The ONS also estimates there were about 52,000 new infections each day in homes in England in the same week, up roughly half on last week's number (35,000). The 52,000 figure is half the estimate of 100,000 a day from another study, the authors of which said the country is at a "critical stage" and "something has to change".

The reproduction number, or R value, of coronavirus transmission across the UK remains above 1 - with data showing the estimate is between 1.1 and 1.3.

'Targeting the virus'

Speaking to BBC Radio 4's Today programme, Mr Raab said ministers were "confident" they had "the right measures and framework in place, which is not to have a blanket approach but to target measures [...] on the areas where the uptick is highest".

He said this was the most effective way to tackle the virus "and avoid the blanket approach, which I don't think would be the best interest in the country, and which we are striving to avoid".

Mr Raab added there had been "a decrease in the rate of growth" since the government had adopted that approach, although he admitted "clearly there is still an uptick in the virus".

However, the foreign secretary did not deny ministers were considering bringing in an even higher, fourth tier of restrictions.

He added: "We're always ready for further measures that we can take. But I think the most important thing about further measures is that we continue on the track we're on of targeting the virus."

On BBC Breakfast, Mr Raab insisted the public would find it "desperately unfair" for measures to be brought in across the country "while rates vary".

Asked whether a national lockdown was now inevitable, he said targeted measures were "the right thing to do", and appealed for "full compliance and full co-operation" in high-risk coronavirus regions to avoid more stringent measures.

He said schools and businesses had been kept open in tier three areas but the government had left in "reserve the option of taking further measures".

Earlier, Labour's leader Sir Keir Starmer told the programme he was "deeply concerned" by rising infection rates, and said: "That's why we called for a circuit-break [lockdown] over half term."

"The prime minister didn't choose that course and my concern is that the tier system is not strong enough to stop the infection rate going up," Sir Keir added.

A so-called "circuit-breaker" is a short limited lockdown of about two to three weeks.

In Nottinghamshire - unlike some other tier three areas - betting shops, saunas, tattoo parlours and nail salons must close.

Alcohol cannot be sold after 21:00 GMT in shops, but can be sold until 22:00 if bought "in hospitality venues where accompanying a substantial meal".

On Thursday evening, young people took to the streets of Nottingham in fancy dress before the new restrictions came into force.

media captionCrowds gather in Nottingham ahead of new restrictions

The Department of Health and Social Care has said leisure and sports facilities, such as gyms, will be allowed to stay open in West Yorkshire when it moves to tier three.

It also said more than a dozen more regions will move from the lowest to the middle tier of restrictions on Saturday.
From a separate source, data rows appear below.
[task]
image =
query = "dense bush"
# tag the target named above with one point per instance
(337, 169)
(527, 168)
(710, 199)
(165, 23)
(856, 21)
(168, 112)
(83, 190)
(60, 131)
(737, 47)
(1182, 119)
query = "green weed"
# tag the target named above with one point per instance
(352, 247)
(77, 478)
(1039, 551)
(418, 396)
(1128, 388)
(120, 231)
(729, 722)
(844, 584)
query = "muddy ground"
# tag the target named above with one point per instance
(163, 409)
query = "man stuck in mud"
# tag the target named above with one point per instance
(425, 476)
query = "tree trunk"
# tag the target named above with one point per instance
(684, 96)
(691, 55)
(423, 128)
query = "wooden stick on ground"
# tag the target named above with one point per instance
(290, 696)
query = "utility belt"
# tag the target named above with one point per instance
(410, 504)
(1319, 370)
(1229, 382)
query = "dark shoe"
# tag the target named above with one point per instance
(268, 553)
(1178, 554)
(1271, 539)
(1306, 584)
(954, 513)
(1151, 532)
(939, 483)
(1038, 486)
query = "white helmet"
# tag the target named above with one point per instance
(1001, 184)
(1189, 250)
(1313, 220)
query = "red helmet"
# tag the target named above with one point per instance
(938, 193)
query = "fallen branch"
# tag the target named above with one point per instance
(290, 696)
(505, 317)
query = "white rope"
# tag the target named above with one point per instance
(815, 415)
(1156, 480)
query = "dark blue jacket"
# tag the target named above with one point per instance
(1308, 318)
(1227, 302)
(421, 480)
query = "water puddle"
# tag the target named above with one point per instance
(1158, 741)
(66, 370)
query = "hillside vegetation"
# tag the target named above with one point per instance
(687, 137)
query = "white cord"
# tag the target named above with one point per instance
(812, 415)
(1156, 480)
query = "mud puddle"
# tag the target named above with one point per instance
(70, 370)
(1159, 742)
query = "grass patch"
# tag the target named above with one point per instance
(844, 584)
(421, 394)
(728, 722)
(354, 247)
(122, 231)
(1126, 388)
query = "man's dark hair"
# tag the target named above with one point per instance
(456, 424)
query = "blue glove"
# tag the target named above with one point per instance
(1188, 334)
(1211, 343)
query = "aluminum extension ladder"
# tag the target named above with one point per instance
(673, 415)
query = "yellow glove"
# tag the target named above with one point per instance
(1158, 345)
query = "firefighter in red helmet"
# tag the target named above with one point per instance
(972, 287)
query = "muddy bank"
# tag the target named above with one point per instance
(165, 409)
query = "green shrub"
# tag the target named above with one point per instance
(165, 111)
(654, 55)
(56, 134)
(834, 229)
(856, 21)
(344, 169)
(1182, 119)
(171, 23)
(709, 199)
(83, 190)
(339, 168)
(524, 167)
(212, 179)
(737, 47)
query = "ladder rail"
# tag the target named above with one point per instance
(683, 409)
These include East Riding of Yorkshire, Kingston-Upon-Hull, North East Lincolnshire, North Lincolnshire, Dudley, Staffordshire, Telford, Wrekin, Amber Valley, Bolsover, Derbyshire Dales, Derby City, South Derbyshire, the whole of High Peak, Charnwood, Luton and Oxford.

Meanwhile, Scotland's new tiered system of restrictions will come into force at 06:00 on Monday, and Wales remains under a 17-day "firebreak" lockdown until 9 November.

Wales' First Minister Mark Drakeford said a new set of national rules will be brought in once the lockdown ends, rather than a "network of local restrictions".

Pubs and restaurants in Northern Ireland were closed for four weeks starting on 16 October, with the exception of takeaways and deliveries. Schools were closed for two weeks.